世界的なエネルギー価格の急上昇が、各国経済を直撃しています。

火力発電所の燃料などに使われる天然ガス(LNG)の価格が10月初旬に、去年の同時期と比べて10倍を超える値をつけました。また日本のガソリン価格は7週間連続で値上がりし、18日時点の全国平均価格は、1リットル当たり164.6円となっています。

《詳細》

エネルギー価格の急騰は、さまざまな要因が複合的に重なっています。

まず中国では、北部で発生した豪雨の影響により、現地の主要な石炭生産拠点が甚大な被害を受けました。このため中国の各省は、電力使用の制限や一部の工場の生産停止を厳命。温暖化対策で二酸化炭素の排出削減を目指し、炭鉱の生産を縮小しているタイミングで、豪雨が生産拠点を襲ったのです。

石炭の供給不足と価格の急騰を受け、中国政府はLNGを爆買いしています。今年1~9月までの輸入量は、世界最大の輸入国である日本を初めて超えました。中国という巨大な買い手がLNG市場に登場したことで、LNG価格は急騰します。

またヨーロッパにおいても、洋上風力の落ち込みなどの天候不順により、再生可能エネルギーの発電が思うように行われませんでした。そのため各国は、石炭などに比べて温暖化ガスの排出が少ないLNGに切り替え、エネルギー価格上昇の要因を招いています。

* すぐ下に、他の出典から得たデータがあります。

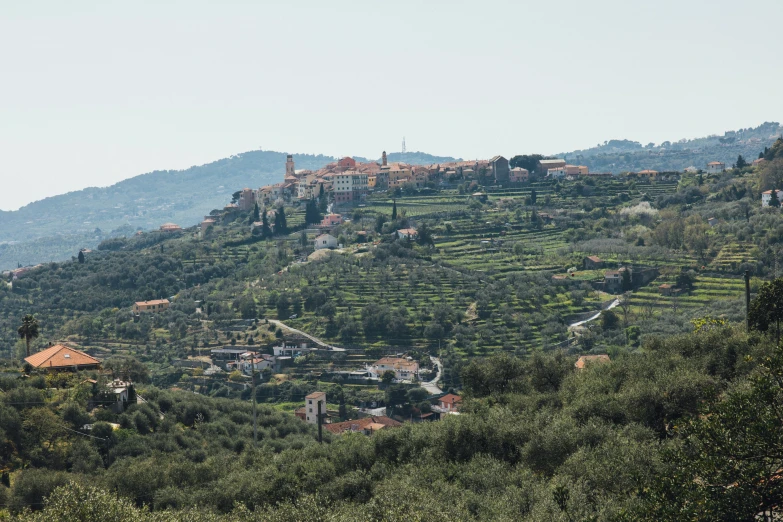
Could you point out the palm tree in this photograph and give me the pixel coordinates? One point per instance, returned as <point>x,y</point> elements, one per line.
<point>28,330</point>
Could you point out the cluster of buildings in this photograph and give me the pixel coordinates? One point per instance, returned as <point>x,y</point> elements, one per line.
<point>316,402</point>
<point>349,181</point>
<point>243,360</point>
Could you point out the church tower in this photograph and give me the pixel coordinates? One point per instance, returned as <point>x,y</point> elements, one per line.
<point>289,166</point>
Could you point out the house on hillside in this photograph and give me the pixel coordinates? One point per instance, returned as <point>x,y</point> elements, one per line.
<point>716,167</point>
<point>450,402</point>
<point>311,404</point>
<point>407,233</point>
<point>592,263</point>
<point>613,280</point>
<point>499,168</point>
<point>545,165</point>
<point>367,425</point>
<point>61,357</point>
<point>556,173</point>
<point>403,369</point>
<point>767,196</point>
<point>256,363</point>
<point>170,227</point>
<point>518,175</point>
<point>247,200</point>
<point>325,241</point>
<point>585,360</point>
<point>156,306</point>
<point>332,220</point>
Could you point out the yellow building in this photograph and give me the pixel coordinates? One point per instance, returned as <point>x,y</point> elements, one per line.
<point>158,305</point>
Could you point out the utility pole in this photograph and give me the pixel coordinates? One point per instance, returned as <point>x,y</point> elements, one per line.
<point>320,422</point>
<point>747,300</point>
<point>253,388</point>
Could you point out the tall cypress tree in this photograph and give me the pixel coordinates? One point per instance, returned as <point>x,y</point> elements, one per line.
<point>283,225</point>
<point>773,199</point>
<point>265,230</point>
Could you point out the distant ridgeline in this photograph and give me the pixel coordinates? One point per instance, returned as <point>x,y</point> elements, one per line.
<point>56,228</point>
<point>618,156</point>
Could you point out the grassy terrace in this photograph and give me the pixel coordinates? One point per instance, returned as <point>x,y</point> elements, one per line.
<point>482,247</point>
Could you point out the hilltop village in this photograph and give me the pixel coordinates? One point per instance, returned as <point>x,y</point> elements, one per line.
<point>485,314</point>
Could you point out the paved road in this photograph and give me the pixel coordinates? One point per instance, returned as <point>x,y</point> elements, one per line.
<point>314,339</point>
<point>432,386</point>
<point>614,303</point>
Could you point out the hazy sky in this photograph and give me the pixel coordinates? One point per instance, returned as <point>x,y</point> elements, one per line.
<point>95,92</point>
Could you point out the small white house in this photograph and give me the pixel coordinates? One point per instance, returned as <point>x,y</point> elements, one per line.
<point>325,241</point>
<point>407,233</point>
<point>557,173</point>
<point>311,406</point>
<point>716,167</point>
<point>766,196</point>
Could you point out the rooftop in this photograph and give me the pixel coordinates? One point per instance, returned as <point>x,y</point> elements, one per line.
<point>61,356</point>
<point>585,359</point>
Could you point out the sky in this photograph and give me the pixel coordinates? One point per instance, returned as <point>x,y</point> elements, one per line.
<point>93,92</point>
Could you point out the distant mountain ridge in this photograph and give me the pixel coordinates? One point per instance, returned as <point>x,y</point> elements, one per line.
<point>55,228</point>
<point>621,155</point>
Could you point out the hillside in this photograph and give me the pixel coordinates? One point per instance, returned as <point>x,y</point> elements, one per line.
<point>622,155</point>
<point>492,288</point>
<point>56,228</point>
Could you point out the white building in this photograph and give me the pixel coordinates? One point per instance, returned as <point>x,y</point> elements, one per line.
<point>716,167</point>
<point>257,363</point>
<point>407,233</point>
<point>556,173</point>
<point>325,241</point>
<point>766,196</point>
<point>291,350</point>
<point>404,369</point>
<point>311,406</point>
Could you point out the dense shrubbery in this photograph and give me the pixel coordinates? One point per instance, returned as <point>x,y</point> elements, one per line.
<point>537,440</point>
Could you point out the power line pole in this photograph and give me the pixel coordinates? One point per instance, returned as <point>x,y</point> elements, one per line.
<point>747,300</point>
<point>253,388</point>
<point>320,422</point>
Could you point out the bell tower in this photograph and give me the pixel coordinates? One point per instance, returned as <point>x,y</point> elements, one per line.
<point>289,166</point>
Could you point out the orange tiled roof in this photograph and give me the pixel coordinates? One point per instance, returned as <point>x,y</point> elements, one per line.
<point>60,356</point>
<point>584,359</point>
<point>451,399</point>
<point>361,424</point>
<point>154,302</point>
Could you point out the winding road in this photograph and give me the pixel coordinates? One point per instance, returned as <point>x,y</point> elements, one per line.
<point>432,386</point>
<point>316,340</point>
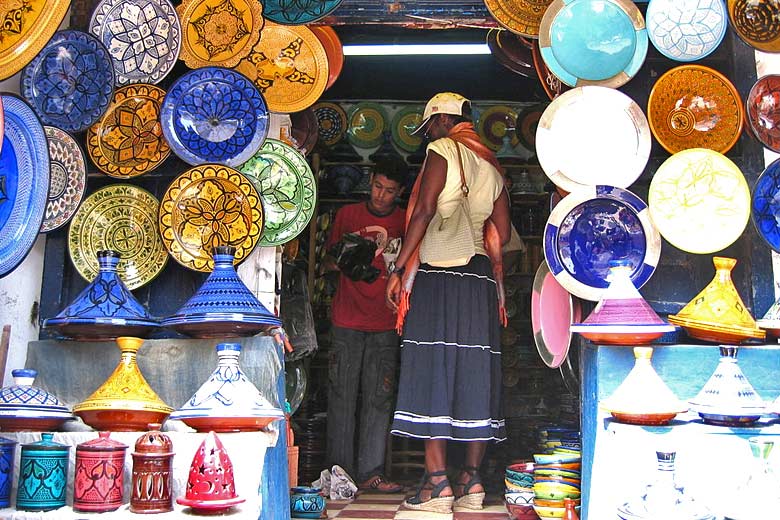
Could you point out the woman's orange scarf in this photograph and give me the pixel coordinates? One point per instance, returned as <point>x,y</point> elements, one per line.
<point>461,133</point>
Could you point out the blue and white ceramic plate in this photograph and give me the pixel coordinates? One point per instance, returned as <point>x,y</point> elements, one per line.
<point>70,83</point>
<point>214,115</point>
<point>593,226</point>
<point>686,30</point>
<point>24,182</point>
<point>593,42</point>
<point>142,36</point>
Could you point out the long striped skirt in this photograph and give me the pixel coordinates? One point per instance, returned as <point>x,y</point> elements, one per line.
<point>450,383</point>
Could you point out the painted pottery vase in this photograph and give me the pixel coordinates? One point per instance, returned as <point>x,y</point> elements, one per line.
<point>125,401</point>
<point>211,485</point>
<point>223,306</point>
<point>643,397</point>
<point>728,398</point>
<point>99,475</point>
<point>105,309</point>
<point>228,400</point>
<point>43,475</point>
<point>717,313</point>
<point>24,407</point>
<point>152,485</point>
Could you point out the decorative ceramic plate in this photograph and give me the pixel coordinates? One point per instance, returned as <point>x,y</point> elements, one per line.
<point>122,218</point>
<point>763,111</point>
<point>686,30</point>
<point>590,228</point>
<point>128,140</point>
<point>24,182</point>
<point>553,310</point>
<point>406,121</point>
<point>286,184</point>
<point>699,201</point>
<point>30,25</point>
<point>142,36</point>
<point>298,12</point>
<point>692,106</point>
<point>367,125</point>
<point>218,32</point>
<point>67,178</point>
<point>289,66</point>
<point>757,22</point>
<point>593,42</point>
<point>214,115</point>
<point>331,122</point>
<point>70,82</point>
<point>604,132</point>
<point>519,16</point>
<point>207,206</point>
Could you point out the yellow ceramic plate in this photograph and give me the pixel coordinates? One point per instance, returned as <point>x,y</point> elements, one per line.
<point>699,201</point>
<point>128,140</point>
<point>206,206</point>
<point>218,32</point>
<point>289,66</point>
<point>27,26</point>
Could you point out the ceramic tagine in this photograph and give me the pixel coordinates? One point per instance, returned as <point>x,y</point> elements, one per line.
<point>643,397</point>
<point>228,401</point>
<point>717,313</point>
<point>622,317</point>
<point>105,309</point>
<point>728,398</point>
<point>125,401</point>
<point>223,306</point>
<point>24,407</point>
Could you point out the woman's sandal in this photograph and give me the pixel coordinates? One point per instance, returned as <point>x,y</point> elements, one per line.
<point>470,500</point>
<point>437,503</point>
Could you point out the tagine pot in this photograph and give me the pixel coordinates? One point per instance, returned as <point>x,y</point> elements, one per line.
<point>125,401</point>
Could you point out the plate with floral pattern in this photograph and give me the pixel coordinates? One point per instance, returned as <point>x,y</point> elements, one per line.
<point>207,206</point>
<point>128,140</point>
<point>286,184</point>
<point>122,218</point>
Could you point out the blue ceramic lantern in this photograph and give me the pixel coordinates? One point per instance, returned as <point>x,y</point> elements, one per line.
<point>43,475</point>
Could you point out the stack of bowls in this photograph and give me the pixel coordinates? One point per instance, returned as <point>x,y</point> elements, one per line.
<point>519,496</point>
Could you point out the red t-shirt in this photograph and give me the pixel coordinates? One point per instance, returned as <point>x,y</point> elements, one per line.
<point>361,305</point>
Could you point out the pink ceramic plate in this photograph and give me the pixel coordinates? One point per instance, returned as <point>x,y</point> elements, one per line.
<point>553,310</point>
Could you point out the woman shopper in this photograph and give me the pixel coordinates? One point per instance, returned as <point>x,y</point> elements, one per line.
<point>448,294</point>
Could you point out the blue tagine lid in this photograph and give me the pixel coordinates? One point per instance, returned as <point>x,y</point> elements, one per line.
<point>223,306</point>
<point>105,309</point>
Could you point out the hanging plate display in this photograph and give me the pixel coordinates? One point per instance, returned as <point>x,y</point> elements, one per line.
<point>29,26</point>
<point>142,36</point>
<point>24,182</point>
<point>218,32</point>
<point>208,206</point>
<point>70,82</point>
<point>331,122</point>
<point>692,106</point>
<point>686,30</point>
<point>286,184</point>
<point>699,201</point>
<point>122,218</point>
<point>298,12</point>
<point>289,66</point>
<point>214,115</point>
<point>593,42</point>
<point>605,133</point>
<point>590,228</point>
<point>67,178</point>
<point>367,125</point>
<point>128,140</point>
<point>406,121</point>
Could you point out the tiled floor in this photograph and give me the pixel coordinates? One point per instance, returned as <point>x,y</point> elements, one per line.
<point>373,506</point>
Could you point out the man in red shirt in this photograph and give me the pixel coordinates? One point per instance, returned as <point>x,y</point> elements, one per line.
<point>364,347</point>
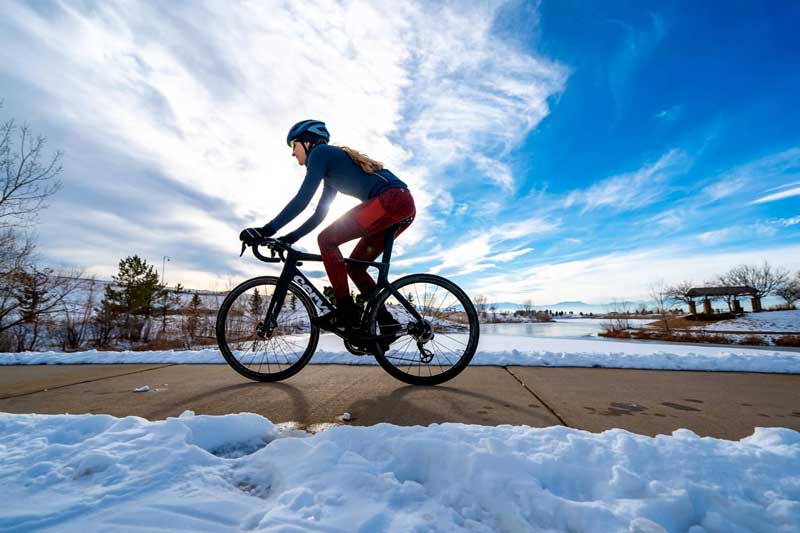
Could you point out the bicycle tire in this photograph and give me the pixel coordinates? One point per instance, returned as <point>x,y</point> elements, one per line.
<point>394,365</point>
<point>223,321</point>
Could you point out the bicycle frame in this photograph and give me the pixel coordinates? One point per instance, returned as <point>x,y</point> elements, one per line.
<point>292,274</point>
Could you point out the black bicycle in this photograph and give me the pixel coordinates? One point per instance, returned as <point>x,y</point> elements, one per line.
<point>266,327</point>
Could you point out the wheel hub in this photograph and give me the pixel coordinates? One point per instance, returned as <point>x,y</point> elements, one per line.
<point>421,331</point>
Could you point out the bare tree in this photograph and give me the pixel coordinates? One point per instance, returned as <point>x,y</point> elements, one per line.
<point>659,293</point>
<point>35,295</point>
<point>764,278</point>
<point>724,280</point>
<point>680,292</point>
<point>790,289</point>
<point>480,305</point>
<point>27,175</point>
<point>77,318</point>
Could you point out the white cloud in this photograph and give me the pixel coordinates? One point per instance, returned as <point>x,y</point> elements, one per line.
<point>724,188</point>
<point>632,190</point>
<point>778,196</point>
<point>203,97</point>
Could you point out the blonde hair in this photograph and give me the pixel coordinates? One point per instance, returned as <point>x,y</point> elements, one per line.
<point>367,164</point>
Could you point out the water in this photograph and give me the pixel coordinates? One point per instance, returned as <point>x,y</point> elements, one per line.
<point>561,329</point>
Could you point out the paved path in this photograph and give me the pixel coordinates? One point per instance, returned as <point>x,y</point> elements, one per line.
<point>717,404</point>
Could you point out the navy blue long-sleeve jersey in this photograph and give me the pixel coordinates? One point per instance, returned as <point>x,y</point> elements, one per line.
<point>341,174</point>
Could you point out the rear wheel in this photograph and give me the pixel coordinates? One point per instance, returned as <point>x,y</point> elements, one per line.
<point>433,350</point>
<point>259,352</point>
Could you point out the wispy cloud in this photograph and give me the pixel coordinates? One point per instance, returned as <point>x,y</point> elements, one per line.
<point>788,193</point>
<point>201,98</point>
<point>632,190</point>
<point>669,115</point>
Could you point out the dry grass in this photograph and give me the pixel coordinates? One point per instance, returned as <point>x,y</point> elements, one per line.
<point>160,344</point>
<point>690,321</point>
<point>753,340</point>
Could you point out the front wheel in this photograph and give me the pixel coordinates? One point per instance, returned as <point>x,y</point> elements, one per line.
<point>258,352</point>
<point>438,347</point>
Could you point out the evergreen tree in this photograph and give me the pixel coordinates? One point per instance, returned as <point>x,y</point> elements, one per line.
<point>134,301</point>
<point>256,303</point>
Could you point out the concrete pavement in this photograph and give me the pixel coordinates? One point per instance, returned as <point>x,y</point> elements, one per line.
<point>717,404</point>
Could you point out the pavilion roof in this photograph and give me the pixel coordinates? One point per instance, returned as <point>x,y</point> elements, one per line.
<point>721,291</point>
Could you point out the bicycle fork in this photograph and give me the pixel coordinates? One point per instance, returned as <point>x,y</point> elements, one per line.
<point>265,328</point>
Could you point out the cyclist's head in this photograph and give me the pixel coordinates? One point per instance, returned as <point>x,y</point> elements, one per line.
<point>304,136</point>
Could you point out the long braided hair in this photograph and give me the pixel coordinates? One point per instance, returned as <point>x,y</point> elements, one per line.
<point>367,164</point>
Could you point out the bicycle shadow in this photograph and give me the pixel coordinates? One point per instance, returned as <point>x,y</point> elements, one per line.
<point>292,406</point>
<point>415,405</point>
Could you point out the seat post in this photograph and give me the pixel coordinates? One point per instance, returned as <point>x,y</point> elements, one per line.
<point>388,241</point>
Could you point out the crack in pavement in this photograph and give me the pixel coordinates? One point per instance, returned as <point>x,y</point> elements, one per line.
<point>538,398</point>
<point>84,381</point>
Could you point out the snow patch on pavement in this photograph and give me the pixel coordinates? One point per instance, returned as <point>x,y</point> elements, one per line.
<point>234,472</point>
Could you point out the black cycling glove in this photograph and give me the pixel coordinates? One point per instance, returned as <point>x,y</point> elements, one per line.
<point>251,236</point>
<point>289,238</point>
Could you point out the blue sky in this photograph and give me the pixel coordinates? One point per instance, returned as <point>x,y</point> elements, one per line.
<point>556,150</point>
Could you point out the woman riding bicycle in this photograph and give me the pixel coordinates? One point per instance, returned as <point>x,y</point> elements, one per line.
<point>386,201</point>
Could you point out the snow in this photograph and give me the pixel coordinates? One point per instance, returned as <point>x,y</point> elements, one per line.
<point>770,321</point>
<point>241,472</point>
<point>493,350</point>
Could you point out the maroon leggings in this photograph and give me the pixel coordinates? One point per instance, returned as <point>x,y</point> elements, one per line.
<point>369,221</point>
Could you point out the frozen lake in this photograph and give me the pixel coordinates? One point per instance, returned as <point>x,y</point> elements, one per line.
<point>567,328</point>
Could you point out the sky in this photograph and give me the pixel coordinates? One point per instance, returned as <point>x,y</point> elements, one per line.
<point>556,150</point>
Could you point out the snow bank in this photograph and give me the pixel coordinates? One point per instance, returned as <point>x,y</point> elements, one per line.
<point>234,472</point>
<point>767,321</point>
<point>492,350</point>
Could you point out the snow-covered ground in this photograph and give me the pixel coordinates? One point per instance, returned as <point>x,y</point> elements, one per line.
<point>769,321</point>
<point>241,472</point>
<point>494,350</point>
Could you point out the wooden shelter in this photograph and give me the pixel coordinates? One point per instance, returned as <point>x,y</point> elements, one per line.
<point>714,292</point>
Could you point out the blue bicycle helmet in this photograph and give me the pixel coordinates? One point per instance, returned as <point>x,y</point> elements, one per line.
<point>315,127</point>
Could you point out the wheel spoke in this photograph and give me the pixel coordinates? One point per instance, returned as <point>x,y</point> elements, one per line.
<point>447,314</point>
<point>290,344</point>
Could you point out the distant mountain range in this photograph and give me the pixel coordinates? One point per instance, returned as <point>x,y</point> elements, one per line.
<point>574,306</point>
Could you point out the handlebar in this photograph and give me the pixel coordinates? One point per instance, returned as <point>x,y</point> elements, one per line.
<point>276,247</point>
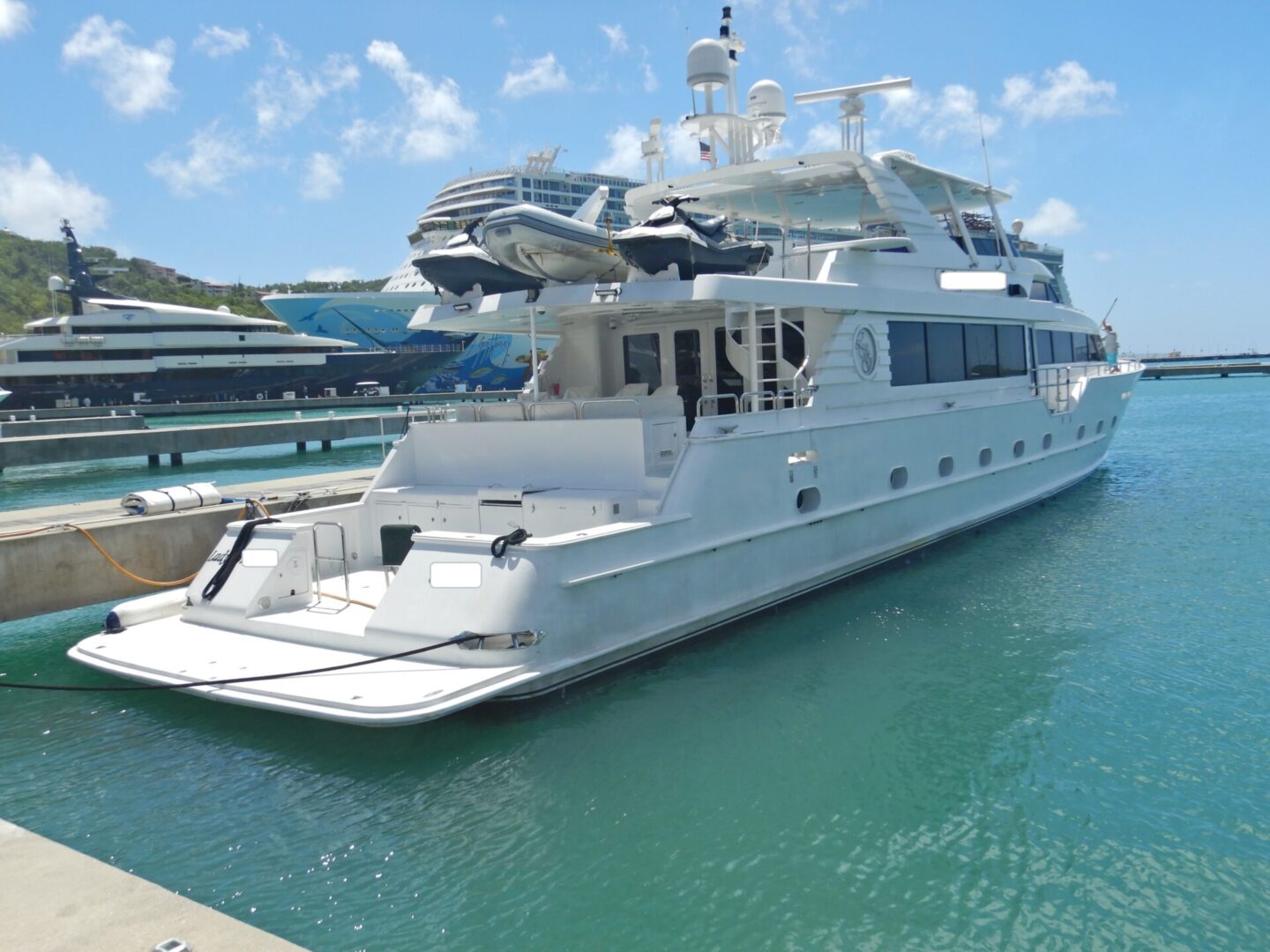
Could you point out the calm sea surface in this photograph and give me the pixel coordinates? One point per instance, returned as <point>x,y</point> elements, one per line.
<point>1052,733</point>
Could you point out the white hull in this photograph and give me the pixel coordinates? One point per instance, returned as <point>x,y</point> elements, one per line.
<point>615,596</point>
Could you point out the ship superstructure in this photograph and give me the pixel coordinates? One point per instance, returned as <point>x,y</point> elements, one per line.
<point>698,444</point>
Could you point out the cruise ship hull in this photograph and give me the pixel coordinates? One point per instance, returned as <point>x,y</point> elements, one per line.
<point>401,371</point>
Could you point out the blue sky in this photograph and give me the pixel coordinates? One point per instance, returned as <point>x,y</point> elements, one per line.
<point>270,143</point>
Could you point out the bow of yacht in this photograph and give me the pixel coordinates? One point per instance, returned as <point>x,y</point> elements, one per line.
<point>692,450</point>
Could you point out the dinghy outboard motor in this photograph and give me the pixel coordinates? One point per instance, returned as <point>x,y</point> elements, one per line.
<point>462,264</point>
<point>671,236</point>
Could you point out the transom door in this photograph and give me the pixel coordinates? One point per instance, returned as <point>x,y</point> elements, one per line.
<point>693,358</point>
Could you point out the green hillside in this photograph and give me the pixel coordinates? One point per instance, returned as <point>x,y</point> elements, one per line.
<point>26,265</point>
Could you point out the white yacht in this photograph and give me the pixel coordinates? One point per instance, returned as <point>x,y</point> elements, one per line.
<point>115,351</point>
<point>692,450</point>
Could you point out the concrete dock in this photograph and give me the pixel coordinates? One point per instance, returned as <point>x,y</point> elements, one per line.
<point>66,571</point>
<point>58,900</point>
<point>253,406</point>
<point>176,442</point>
<point>1203,368</point>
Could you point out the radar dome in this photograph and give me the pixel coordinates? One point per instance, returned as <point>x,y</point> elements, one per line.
<point>766,100</point>
<point>707,65</point>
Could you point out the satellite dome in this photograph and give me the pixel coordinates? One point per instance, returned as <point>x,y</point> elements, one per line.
<point>766,100</point>
<point>707,65</point>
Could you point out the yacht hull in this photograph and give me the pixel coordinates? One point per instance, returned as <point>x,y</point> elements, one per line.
<point>612,597</point>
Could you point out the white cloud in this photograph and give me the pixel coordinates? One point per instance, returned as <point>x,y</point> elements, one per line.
<point>542,75</point>
<point>952,115</point>
<point>34,198</point>
<point>217,41</point>
<point>215,158</point>
<point>132,79</point>
<point>285,95</point>
<point>624,152</point>
<point>14,18</point>
<point>625,158</point>
<point>1053,219</point>
<point>616,37</point>
<point>651,84</point>
<point>1067,93</point>
<point>322,178</point>
<point>334,273</point>
<point>823,138</point>
<point>433,122</point>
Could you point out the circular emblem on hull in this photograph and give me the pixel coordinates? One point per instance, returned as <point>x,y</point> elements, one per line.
<point>866,352</point>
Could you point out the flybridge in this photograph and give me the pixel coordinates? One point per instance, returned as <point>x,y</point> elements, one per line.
<point>843,190</point>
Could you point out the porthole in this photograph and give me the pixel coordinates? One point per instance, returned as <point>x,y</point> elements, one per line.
<point>808,499</point>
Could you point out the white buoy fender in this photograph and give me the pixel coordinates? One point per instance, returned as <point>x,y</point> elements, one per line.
<point>147,608</point>
<point>170,499</point>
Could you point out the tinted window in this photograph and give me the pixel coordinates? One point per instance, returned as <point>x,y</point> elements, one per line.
<point>1062,346</point>
<point>981,351</point>
<point>1044,346</point>
<point>945,353</point>
<point>907,352</point>
<point>641,354</point>
<point>1011,353</point>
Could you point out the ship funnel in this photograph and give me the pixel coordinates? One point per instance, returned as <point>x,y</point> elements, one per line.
<point>707,66</point>
<point>766,100</point>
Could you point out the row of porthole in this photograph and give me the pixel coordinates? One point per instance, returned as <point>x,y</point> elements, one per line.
<point>900,475</point>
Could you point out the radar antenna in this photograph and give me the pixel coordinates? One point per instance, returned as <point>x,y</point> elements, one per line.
<point>852,107</point>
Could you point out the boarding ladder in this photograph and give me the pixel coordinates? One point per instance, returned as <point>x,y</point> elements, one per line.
<point>755,342</point>
<point>342,559</point>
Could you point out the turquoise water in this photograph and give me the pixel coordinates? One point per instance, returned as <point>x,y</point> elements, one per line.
<point>1048,734</point>
<point>25,487</point>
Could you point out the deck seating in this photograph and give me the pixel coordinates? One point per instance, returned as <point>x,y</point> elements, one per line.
<point>554,410</point>
<point>609,409</point>
<point>502,413</point>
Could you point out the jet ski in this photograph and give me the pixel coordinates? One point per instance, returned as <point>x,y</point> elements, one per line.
<point>462,264</point>
<point>554,247</point>
<point>669,236</point>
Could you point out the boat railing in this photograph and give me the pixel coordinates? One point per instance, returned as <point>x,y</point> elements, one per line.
<point>1059,386</point>
<point>715,400</point>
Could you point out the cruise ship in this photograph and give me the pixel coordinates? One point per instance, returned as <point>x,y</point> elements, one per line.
<point>118,351</point>
<point>381,319</point>
<point>709,438</point>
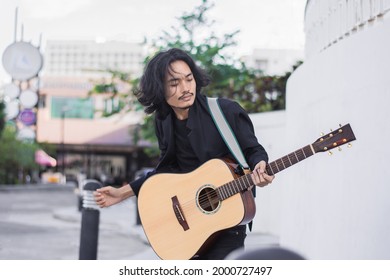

石炭やLNGの価格上昇は、石油市場にも影響を与えます。産油国が石油増産などで価格の調整の動きを見せなかったことから、石油価格が上昇しているのです。

供給サイドだけではなく、需要サイドの変化も、エネルギー価格に影響しました。インドなどでは、ロックダウン後の経済活動の再開で、産業界向けの電力需要が急増。日本も緊急事態宣言の解除で、今冬のガソリン需要が増えると見られています。